Using IaC aggressively

SHARE

We're already using IaC, how is this different?

More often than not, when we or our customers use Terraform, it is used as a tool for provisioning cloud infrastructure, and only cloud infrastructure. 

That is, using it to, e.g.:

  • Create managed networks
  • Create VMs
  • Enable services
  • etc.

See the pattern there? It's really just the Cloud infrastructure, which rarely is any useful on its own. A typical cloud deployment not only has more advanced infrastructure, such as serverless services or a K8s cluster in place of VMs, but it also has custom application code.

Simplicity vs. practicality

Using a simple tool that only does one thing is the central point of many ideologies.

The Unix philosophy:

Do one thing and do it well

The suckless philosophy (though for more reasons than just this one):

... keeping things simple, minimal and usable...

However, the world of public cloud is, for better or for worse, not made by these philosophies, and so I believe that there should be a tool for bridging these philosophies to it. Sometimes, things need to be done to keep the whole infrastructure - perhaps including the application code - together, which is something that Terraform does not have a way of providing for.

Using an IaC monorepo

The biggest gripe I personally have with how Terraform - or any other form of IaC - tends to be used is how users tend to shy away from actually fully adopting it. Specifically, how most code projects contain just a single project (with or without the "project" resource itself), which then is deployed manually. This actually sometimes takes more effort than just simply doing the deployment manually.

It is very possible to manage the whole entirety of one's infrastructure with Terraform, although details differ per platform.

On GCP, you may manage almost everything through Terraform -- that is, everything but the creation of the organization, and it may even be simpler to grasp afterwards.

  • google_organization data source - i.e. you cannot create the org through Terraform, but once you have it created, you can still get metadata from it
  • google_folder resource - now this is a resource
  • project-factory module - this is a module from Google that helps with the creation of projects
  • org-policy module

Contractor access & separation

You might worry that you'll be forced to allow e.g. external contractors into this large codebase, and that they'll be able to see everything. But this is not something that an IaC tool should have to account for - this can and perhaps even should be solved via the code platform - generally Git on some hosting site, such as GitHub and GitLab.

A very similar worry may be that having everything in one place may produce a potential bomb - and that worry is absolutely reasonable, but then again, having everything as a single codebase allows a linter to catch many issues even before you think of committing the code.

  • If contractors seeing code is not an issue, than the issue can be solved by using the access roles feature (where only specific people can work on the main/master/trunk/etc. branch), and some Git flow processes such as Trunk Based Development.
  • But if contractors seeing code, and the code separation is an issue, this can be solved through features such as Git's submodule system: Letting said contractors develop stuff in a separate repository, and then including the repository into the large repository as a Git submodule, so when deploying the infrastructure code may seem to be one large codebase.
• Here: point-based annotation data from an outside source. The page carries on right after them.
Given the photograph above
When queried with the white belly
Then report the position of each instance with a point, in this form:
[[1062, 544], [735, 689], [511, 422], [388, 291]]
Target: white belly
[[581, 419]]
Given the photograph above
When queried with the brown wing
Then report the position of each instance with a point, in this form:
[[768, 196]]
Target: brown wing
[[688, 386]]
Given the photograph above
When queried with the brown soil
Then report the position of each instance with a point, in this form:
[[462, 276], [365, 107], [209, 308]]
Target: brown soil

Providers are just like resources

You can create a Terraform provider block the same way you create a standard resource. That is, you can parameterize the contents of the block.
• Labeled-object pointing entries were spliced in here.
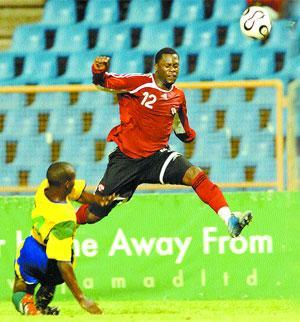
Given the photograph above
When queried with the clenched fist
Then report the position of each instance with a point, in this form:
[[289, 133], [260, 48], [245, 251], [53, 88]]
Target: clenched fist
[[101, 64]]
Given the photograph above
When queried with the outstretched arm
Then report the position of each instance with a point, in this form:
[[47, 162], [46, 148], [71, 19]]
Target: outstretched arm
[[67, 273]]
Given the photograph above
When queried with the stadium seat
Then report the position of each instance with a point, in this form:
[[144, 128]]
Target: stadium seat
[[59, 12], [227, 170], [185, 12], [156, 36], [236, 41], [104, 119], [7, 66], [256, 146], [264, 95], [241, 119], [200, 35], [78, 150], [70, 39], [64, 122], [218, 60], [209, 147], [78, 68], [144, 12], [126, 62], [101, 12], [93, 100], [9, 101], [25, 120], [38, 67], [32, 150], [265, 171], [92, 172], [28, 38], [221, 97], [113, 38], [228, 10], [50, 101], [282, 36], [255, 63], [9, 175]]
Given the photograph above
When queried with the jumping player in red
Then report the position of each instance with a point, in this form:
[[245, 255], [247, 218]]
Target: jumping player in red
[[151, 106]]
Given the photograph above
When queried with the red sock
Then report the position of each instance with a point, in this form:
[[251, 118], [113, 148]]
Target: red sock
[[81, 214], [208, 192]]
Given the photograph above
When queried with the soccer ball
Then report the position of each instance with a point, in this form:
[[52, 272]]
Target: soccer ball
[[255, 22]]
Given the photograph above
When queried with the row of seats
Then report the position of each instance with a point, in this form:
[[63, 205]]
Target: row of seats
[[238, 119], [112, 38], [262, 96], [210, 64], [257, 153], [100, 12]]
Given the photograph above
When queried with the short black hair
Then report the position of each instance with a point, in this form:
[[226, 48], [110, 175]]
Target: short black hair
[[166, 50], [60, 172]]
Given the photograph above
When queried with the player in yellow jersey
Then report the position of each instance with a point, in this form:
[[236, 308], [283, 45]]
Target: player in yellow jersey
[[46, 256]]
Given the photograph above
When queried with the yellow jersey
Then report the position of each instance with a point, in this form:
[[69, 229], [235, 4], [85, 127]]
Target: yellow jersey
[[54, 223]]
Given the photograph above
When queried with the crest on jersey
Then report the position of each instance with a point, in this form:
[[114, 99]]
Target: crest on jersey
[[173, 110], [100, 187]]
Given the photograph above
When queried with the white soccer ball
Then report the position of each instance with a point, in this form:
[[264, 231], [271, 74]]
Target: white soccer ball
[[255, 22]]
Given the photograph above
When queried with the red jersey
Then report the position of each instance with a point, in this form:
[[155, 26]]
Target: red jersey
[[146, 112]]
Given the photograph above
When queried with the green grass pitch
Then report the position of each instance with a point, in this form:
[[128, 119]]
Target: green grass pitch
[[204, 311]]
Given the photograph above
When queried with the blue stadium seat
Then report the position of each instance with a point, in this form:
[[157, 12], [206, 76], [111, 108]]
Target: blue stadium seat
[[38, 67], [227, 170], [91, 172], [127, 62], [32, 150], [265, 171], [113, 38], [59, 12], [264, 96], [184, 12], [255, 63], [24, 120], [228, 10], [7, 66], [28, 38], [9, 175], [212, 63], [78, 150], [282, 36], [50, 101], [256, 146], [78, 68], [241, 119], [101, 12], [93, 100], [209, 147], [70, 39], [143, 12], [104, 119], [9, 101], [64, 122], [156, 36], [200, 35], [224, 97], [235, 40]]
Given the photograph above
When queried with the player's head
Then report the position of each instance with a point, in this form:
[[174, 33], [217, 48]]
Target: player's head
[[61, 174], [167, 65]]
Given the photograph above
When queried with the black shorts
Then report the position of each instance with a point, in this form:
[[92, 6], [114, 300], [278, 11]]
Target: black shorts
[[124, 174]]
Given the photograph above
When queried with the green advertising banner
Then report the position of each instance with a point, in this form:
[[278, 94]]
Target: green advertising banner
[[172, 246]]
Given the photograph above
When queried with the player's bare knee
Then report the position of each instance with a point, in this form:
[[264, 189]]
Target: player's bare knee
[[190, 175]]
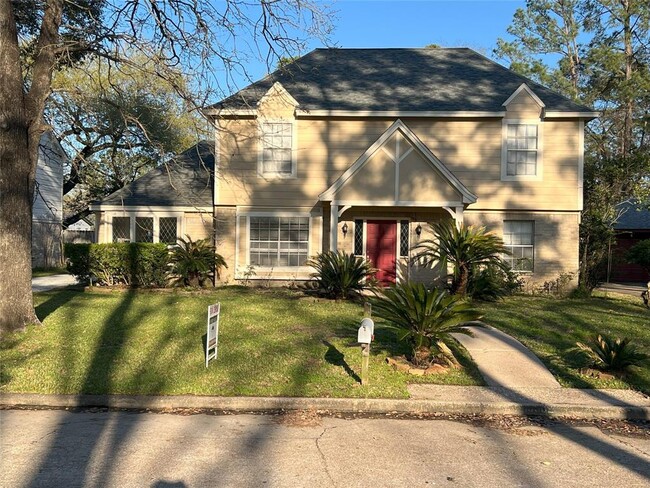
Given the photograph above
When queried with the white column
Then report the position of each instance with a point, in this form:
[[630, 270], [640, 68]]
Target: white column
[[459, 216], [334, 226]]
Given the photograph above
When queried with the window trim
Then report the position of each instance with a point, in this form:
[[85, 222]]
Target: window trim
[[180, 223], [247, 241], [533, 245], [260, 149], [539, 169]]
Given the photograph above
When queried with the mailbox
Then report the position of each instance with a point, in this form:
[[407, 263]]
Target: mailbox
[[365, 335]]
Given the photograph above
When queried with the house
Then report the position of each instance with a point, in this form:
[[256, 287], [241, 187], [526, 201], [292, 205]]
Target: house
[[47, 207], [632, 226], [358, 149], [168, 202]]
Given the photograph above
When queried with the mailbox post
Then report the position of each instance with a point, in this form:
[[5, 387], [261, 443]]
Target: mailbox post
[[365, 337]]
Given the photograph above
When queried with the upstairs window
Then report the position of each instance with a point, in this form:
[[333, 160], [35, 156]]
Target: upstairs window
[[519, 239], [277, 149], [522, 151]]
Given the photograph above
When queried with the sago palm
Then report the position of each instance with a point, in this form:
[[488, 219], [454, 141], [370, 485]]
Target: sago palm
[[466, 248], [609, 354], [425, 319], [339, 274]]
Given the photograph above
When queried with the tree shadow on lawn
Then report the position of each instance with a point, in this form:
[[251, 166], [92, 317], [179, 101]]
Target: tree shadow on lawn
[[337, 358], [56, 299]]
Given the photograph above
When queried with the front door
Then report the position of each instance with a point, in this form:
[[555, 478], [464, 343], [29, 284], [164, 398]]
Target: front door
[[381, 248]]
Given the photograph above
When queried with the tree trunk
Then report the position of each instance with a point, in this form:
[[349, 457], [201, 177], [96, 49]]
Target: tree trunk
[[17, 170], [21, 117]]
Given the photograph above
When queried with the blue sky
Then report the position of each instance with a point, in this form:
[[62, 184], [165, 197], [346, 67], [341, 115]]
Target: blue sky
[[405, 23], [459, 23]]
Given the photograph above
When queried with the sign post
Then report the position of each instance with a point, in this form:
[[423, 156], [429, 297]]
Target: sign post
[[364, 337], [212, 336]]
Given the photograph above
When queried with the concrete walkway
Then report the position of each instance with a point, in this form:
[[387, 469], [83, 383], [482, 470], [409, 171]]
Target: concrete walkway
[[504, 361], [45, 283]]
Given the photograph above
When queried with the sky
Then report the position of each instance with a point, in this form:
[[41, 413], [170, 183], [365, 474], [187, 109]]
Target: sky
[[400, 23]]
The code examples below shows this quite clearly.

This is taken from the K8s provider documentation on terraform.io and shows an EKS setup:

provider "kubernetes" {
host = var.cluster_endpoint
cluster_ca_certificate = base64decode(var.cluster_ca_cert)

exec {
api_version = "client.authentication.k8s.io/v1beta1"
args = ["eks", "get-token", "--cluster-name", var.cluster_name]
command = "aws"
}
}

As you can see, though, this approach pollutes the codebase a bit by the fact that you now need to ensure that whatever or whoever is running the codebase has aws installed. Credentials should not be an issue, though, as the command will see the same credentials that you passed through environment variables to terraform, as Terraform is executing the command.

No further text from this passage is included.